I have my family (4 kids), wife and a very few friends. There are several people who live close to me that I train with and exchange idea's with but not sure I'd stake my life on them, yet.


----------



## Starcreek (Feb 4, 2015)

The important thing is what's inside the head, not the color of the face. Race is not an issue with us, except for the fact that most of the people in our little town are white.

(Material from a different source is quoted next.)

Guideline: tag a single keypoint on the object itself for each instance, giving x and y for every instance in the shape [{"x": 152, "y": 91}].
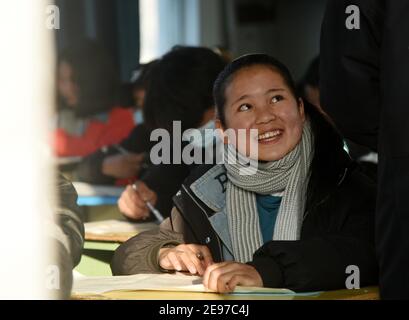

Who's got my back? Almost exclusively family. We have four adult children, two of them married, and some grandkids. Those are the only ones I'm really sure about, although there are a couple of peripheral friends that might be trustworthy in a shtf situation.


----------



## phideaux (Nov 7, 2015)

I have 3 great friends that are in the same mindset and values as me,

These are guys (and wives) that I will give the keys to my house , and never worry .

I'm lucky I guess,
Not too many people have friends that you 100% trust, and yes I would take a bullet for them , and they would for me. 
These are rare friends to have in ones life.

How would you like having friends , that stop by ,often, just to see if we need anything, or any help, just because.

Outside of them.... I TRUST NOBODY.


Jim


----------



## hiwall (Jun 15, 2012)

Trust is the biggest issue but not the only one.
Someone can make a poor decision out of stupidity, ignorance, or just by accident that could jeopardize the rest of the group. The larger the number of people the more likely this will happen. Just because something is not done maliciously does not mean that it can't harm everyone in the party. Fewer people is the only way to minimize this risk I would expect. No way everyone in a group can have the exact same training, experiences, and thoughts as everyone else. Close family members is still the safest answer in most cases.


----------



## BillS (May 30, 2011)

I trust my wife and my stepson. Neither one is a prepper or believes what I believe. My wife thinks I worry too much about what's happening and what might happen. I'm not worried. I'm staying informed.


----------



## CrackbottomLouis (May 20, 2012)

I trust close family. I'm blessed to have one that I know I can trust. The few friends I have are great. I'd do anything I could for them. As far as the "little circle of trust" I'd have to see how they react in bad situations. My army friends are pretty spread out. Wish they were closer.


----------



## Sentry18 (Aug 5, 2012)

Caribou said:


> I hate to be the one to break it to you but you aren't. I do know a couple guys that change their opinion when the wife tells them what it is but that is as close as I have ever seen to spouses agreeing 100%. Somehow you don't seem to fit that picture.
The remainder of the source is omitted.